Mark's been around the photography block a time or two already, folks--I think he KNOWS not to be a DSLR strictly for its video ability, under normal circumstances. That's not what he's talking about.  He's already GOT a DSLR that will blow the lens blades off the D3200--he's just interested in whether it's worth getting the D3200 to convert to an infrared instead of converting the D3100 he already has.

Mark: I've never used either. Heck, I just used the video on my D5100 for the very first time two days ago, and I've had it for almost a year now.

Is there somewhere you could get your hands on the D3200 locally to test it out? Or somewhere you could rent one from for a week? Because if I were, and wanted it for such a specific use, I wouldn't really want to rely on others' results. It may just be that the kind of people who are buying the D3200 tend to be the kind of people who don't know how to take video.


----------



## sleist (Jul 18, 2012)

I'm a little new to IR.  In fact I just started researching it to determine what cameras are best suited for conversion.
I get the impression in my research so far that newer sensors are much worse candidates for IR conversion due to the better quality IR filters in these sensors.  It can be done, but the exposure times are far longer in say my D90 as opposed to a D50 to get suitable IR exposures.  If your're shooting landscapes, this will get you much more motion blur from leaf movement etc.

I just noticed that Thom Hogan list the G11 "in his bag" converted for IR.  The G11 or G12 are cheaper than the D3200 and also do video if that's important.
Of course, if you're looking to do IR video in Nikon DSLR body, then you are stuck with a newer sensor and it's potential IR conversion issues.

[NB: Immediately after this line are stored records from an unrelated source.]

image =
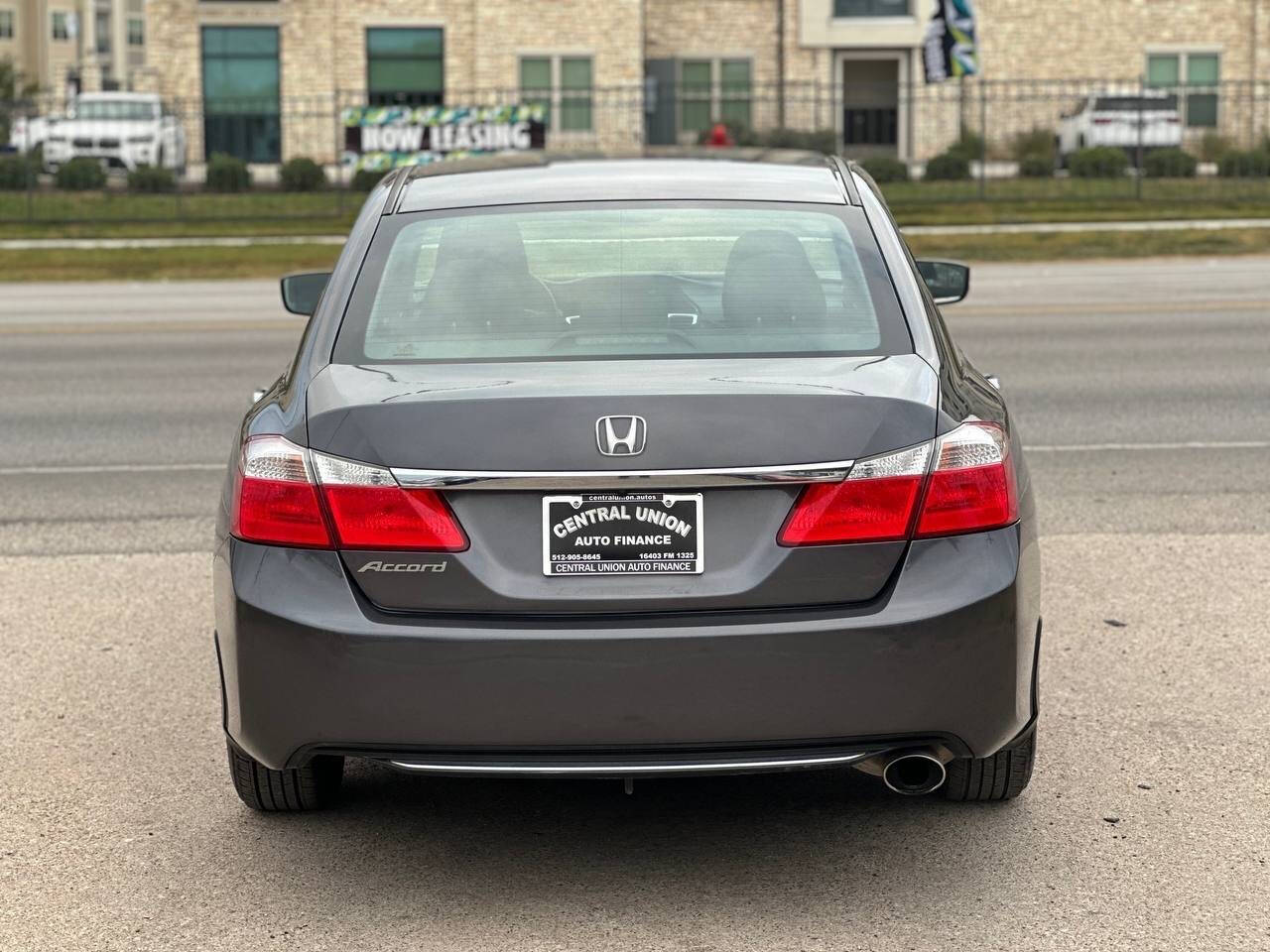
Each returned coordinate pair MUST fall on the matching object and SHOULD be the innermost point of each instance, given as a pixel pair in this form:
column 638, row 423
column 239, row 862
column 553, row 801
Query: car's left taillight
column 286, row 495
column 969, row 488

Like I said, new to IR so anyone set me straight if I have any of this wrong.


----------



## Ernicus (Jul 18, 2012)

I have the 3100, it's a great camera, not a great video recorder.  I'm pretty sure they put the video feature in there just to say it has it for selling purposes.  Remember it's an entry level dSLR to start, so don't expect much in the way of video.


----------



## Markw (Jul 18, 2012)

JoshuaSimPhotography said:


> I just don't think that the video is good enough. I looked for some vids, they were really neat views but the autofocus was laggy and the frames were jut to slow, quite a lot of blur. I don't get camera depending on their video. It's a pretty good cam so don't let the video put you of



I would NEVER use AF in a video I cared about.  That is of absolutely no concern to me.  I don't need the camera for a beautiful camera.  I was doing just fine with my IRD60.  I know the optical qualities of the camera as a camera.  This or the D3200 are both perfectly fine for my IR needs.  It's not my main use camera, so it doesn't need all the bells and whistles of my *D800*.  I just need a camera capable of producing great photos with my pro-grade glass.  Either of these will do a fine job.

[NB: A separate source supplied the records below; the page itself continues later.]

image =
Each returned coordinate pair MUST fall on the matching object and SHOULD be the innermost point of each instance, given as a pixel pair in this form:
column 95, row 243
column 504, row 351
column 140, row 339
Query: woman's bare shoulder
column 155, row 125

The frame rate is 100% dependent on what setting you choose.  Most likely, the people making the videos are not setting the camera to Manual and changing the actual exposure and shutter speed in the camera, just focusing on the frame rate of the video.  This will lead to some really nasty video.



AaronLLockhart said:


> I agree 100% with Josh. The day photographers start buying dSLR's because of their video capabilities is the day we all need to put down our cameras. As for the slow frame rate, that is completely irrelevant. Cinematic movies that cost millions of dollars, shot with equipment that cost as much as a porsche are shot at 24 frames per second.

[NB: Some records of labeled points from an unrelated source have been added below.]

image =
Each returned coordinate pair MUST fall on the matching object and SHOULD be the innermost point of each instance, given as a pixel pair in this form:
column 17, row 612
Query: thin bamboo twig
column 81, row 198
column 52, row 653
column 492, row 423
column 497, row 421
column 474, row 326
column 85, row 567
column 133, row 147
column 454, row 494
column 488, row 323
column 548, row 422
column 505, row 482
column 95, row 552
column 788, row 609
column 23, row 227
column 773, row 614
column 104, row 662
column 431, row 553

Please note the comment above.  I'm not specifically buying the camera for only taking video.  I need an upgraded infrared camera.  But, I know both camera's capabilities when it comes to photos.  I have a production I'd like to make with my D800.  But, I'm going to need an IR camera that can shoot good video, trying to match my D800 as much as possible.



sm4him said:


> Mark's been around the photography block a time or two already, folks--I think he KNOWS not to be a DSLR strictly for its video ability, under normal circumstances. That's not what he's talking about.  He's already GOT a DSLR that will blow the lens blades off the D3200--he's just interested in whether it's worth getting the D3200 to convert to an infrared instead of converting the D3100 he already has.
> 
> Mark: I've never used either. Heck, I just used the video on my D5100 for the very first time two days ago, and I've had it for almost a year now.
> 
> Is there somewhere you could get your hands on the D3200 locally to test it out? Or somewhere you could rent one from for a week? Because if I were, and wanted it for such a specific use, I wouldn't really want to rely on others' results. It may just be that the kind of people who are buying the D3200 tend to be the kind of people who don't know how to take video.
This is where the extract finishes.